Однажды поздно вечером, совершенно выбившись из сил и убедившись, что текст у меня выходит безнадежно бездарный, без малейшего проблеска, я улегся под бок к жене, стал проваливаться в тяжелое забытье, и вдруг мне странным образом привиделась картина деревенского утра. Странность была в том, что я как будто видел одновременно и саму картину, и текст, которым она должна быть описана.
Сила, открывшая мне это видение, сдула меня с кровати, я схватил свою амбарную книгу, побежал на кухню, где, слава богу, никого не было, сел за стол и стал быстро записывать слова, которые мне как будто кем-то подсказывались: «Было раннее утро, и трава, облитая обильной росой, казалась черной и жирной. Слабый ветер шелестел в камышах и шевелил над Ишимом тяжелые клубы тумана. Ваня-дурачок гнал через мост колхозное стадо и пел песню. Губы у Ивана толстые, раздвигаются с трудом, поэтому песенка получалась приблизительно так: «Не флыфны в фаду даве форохи, вфе вдефь вамерло до утра…»
До утра я исписал два десятка страниц и понял: теперь все получится. Огонь с неба упал!

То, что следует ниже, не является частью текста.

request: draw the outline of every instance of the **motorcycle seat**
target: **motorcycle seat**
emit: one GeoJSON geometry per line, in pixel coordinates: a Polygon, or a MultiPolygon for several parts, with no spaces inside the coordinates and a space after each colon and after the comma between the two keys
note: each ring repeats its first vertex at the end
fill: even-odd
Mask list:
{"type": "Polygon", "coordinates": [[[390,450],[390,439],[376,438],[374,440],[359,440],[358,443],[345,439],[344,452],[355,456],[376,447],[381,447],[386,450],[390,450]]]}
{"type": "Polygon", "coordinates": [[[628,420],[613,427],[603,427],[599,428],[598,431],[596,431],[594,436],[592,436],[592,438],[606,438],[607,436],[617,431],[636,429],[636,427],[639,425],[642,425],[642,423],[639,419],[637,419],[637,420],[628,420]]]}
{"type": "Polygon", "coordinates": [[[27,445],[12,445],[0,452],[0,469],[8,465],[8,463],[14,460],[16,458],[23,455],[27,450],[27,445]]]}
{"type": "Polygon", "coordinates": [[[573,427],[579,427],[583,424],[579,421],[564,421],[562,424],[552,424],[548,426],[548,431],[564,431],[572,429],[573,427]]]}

И в конце концов написалась повесть, в которую не вошло практически ничего из того, что я привез из конкретной поездки. Получился рассказ не о приезжих студентах, а о коренных жителях казахстанской деревни, потомках давних украинских переселенцев, и основой для нее стали впечатления не осенней нашей страды, а всей моей предыдущей жизни или, по крайней мере, деревенской ее части. Только один персонаж, наверное, самый неудачный – единственный, имевший реального прототипа – Гошу Полонского, – студент Вадим Корзин, остался в повести неуклюжим рудиментарным отростком первоначального замысла.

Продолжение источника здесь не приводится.